Les causes profondes des inégalités sexospécifiques et raciales de la pandémie que nous observons sont bien plus profondes que les masques et le gel désinfectant pour les mains. L’attention doit se concentrer sur la création de solutions durables et à long terme.
C’est l’occasion pour le Canada de s’engager dans une réponse sexospécifique, qui comprenne une approche spécifiquement adaptée aux besoins des femmes autochtones et des personnes de diverses identités de genre, et qui tienne compte du contexte de la violence et de la pauvreté racialisées.
Les petites et moyennes entreprises jouent un rôle clé dans l’économie canadienne.
Les femmes – autochtones et non autochtones – constituent le fondement des familles et des communautés.
Entre 2013 et 2017, les petites et moyennes entreprises ont représenté 85 % de la création nette d’emplois dans le secteur privé. Et en 2017, les PME employaient près de 90 % de la main-d’œuvre du secteur privé au Canada.
Pourtant, seulement 1,4 % d’entre elles appartenaient à des autochtones, alors qu’ils représentent 5 % de la population nationale. Et seulement 25 % de ces 1,4 % appartenaient à des femmes autochtones majoritaires.
Pour les femmes autochtones et les personnes de diverses identités de genre, la réconciliation économique est essentielle à leur émergence ; et cela nécessitera des investissements durables dans des efforts de relance économique spécifiques.
Imaginez ce qui se passerait si, dans le cadre du plan de relance économique dû à la COVID-19, nous investissions dans les femmes autochtones et les personnes de diverses identités de genre afin qu’elles puissent se positionner pour prospérer lorsque les économies canadienne et mondiale reprendront.
Nous avons entrepris ce travail grâce à un financement de contrepartie de 10 millions de dollars du ministère des Femmes et de l’Égalité des genres du gouvernement canadien.
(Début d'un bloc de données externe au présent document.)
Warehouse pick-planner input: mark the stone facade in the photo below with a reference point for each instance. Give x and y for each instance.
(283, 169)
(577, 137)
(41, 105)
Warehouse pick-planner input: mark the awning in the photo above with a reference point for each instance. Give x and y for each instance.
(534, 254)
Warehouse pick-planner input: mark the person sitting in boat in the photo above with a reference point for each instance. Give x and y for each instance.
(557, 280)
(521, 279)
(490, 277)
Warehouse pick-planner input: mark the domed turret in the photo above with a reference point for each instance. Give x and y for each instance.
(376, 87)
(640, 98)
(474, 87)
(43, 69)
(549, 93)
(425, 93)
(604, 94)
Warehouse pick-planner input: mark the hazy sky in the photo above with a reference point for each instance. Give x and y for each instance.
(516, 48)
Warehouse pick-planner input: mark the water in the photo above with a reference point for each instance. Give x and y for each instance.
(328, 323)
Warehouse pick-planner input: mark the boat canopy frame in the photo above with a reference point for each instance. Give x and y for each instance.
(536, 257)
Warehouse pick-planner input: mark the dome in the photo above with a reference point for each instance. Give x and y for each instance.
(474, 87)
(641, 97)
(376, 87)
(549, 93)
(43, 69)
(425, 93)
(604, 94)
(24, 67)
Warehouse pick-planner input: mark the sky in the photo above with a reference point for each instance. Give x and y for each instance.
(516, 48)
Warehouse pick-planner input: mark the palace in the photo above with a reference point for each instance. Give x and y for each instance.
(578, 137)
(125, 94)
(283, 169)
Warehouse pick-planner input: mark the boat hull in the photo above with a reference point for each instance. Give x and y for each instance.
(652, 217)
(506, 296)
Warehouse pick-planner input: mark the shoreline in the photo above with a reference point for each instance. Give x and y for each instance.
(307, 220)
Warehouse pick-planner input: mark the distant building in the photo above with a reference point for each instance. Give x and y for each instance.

Les résultats de notre récent appel à propositions – visant à accélérer l’égalité des sexes par l’innovation autochtone et l’entrepreneuriat social – nous ont impressionnés. Nous avons reçu 238 candidatures dans les domaines de l’innovation commerciale, sanitaire, sociale, technologique, environnementale et culturelle. Malheureusement, nous ne pourrons financer que 3 % des projets de ce volet (environ 5 à 7 projets).
Imaginez l’impact potentiel pour les femmes et les filles autochtones une fois que les meilleurs projets seront en place!
Imaginez l’impact potentiel pour les femmes et les filles autochtones si nous étions en mesure d’en financer 10 %!
Et si nous investissions encore plus dans l’innovation autochtone en tenant compte des différences entre les sexes? Pour leur donner – et à la prochaine génération (ce qui, après tout, les aide à s’occuper aussi de leur famille) – une plus grande chance de réaliser pleinement leur potentiel.
Et si nous commencions par compenser les fonds d’aide d’urgence et les dépenses de chômage à long terme pour les populations autochtones qui ont perdu leur emploi en raison de la chute de l’économie? Je connais un groupe d’innovateurs autochtones qui ont des idées géniales, beaucoup de soutien de la part de leurs communautés et beaucoup de cran.
Conclusion
Il est essentiel que tout plan de relance dû à COVID-19, à la fois au niveau mondial et national, place les femmes, les filles et les personnes de sexe différent – leur inclusion, leur représentation, leurs droits, leurs résultats sociaux et économiques, leur égalité et leur protection – au cœur des préoccupations si l’on veut qu’il ait l’impact nécessaire.
Mais ce plan de relance est aussi une chance, une occasion d’investir dans l’égalité des sexes et de lutter contre l’oppression. Offrons au monde une plus grande part du Canada auquel nous aspirons tous, un pays où chacun a la possibilité de réaliser son plein potentiel.
Meewgetch. Thank you. Merci.
Sur ce, Madame la présidente, je serai heureuse de répondre à vos questions.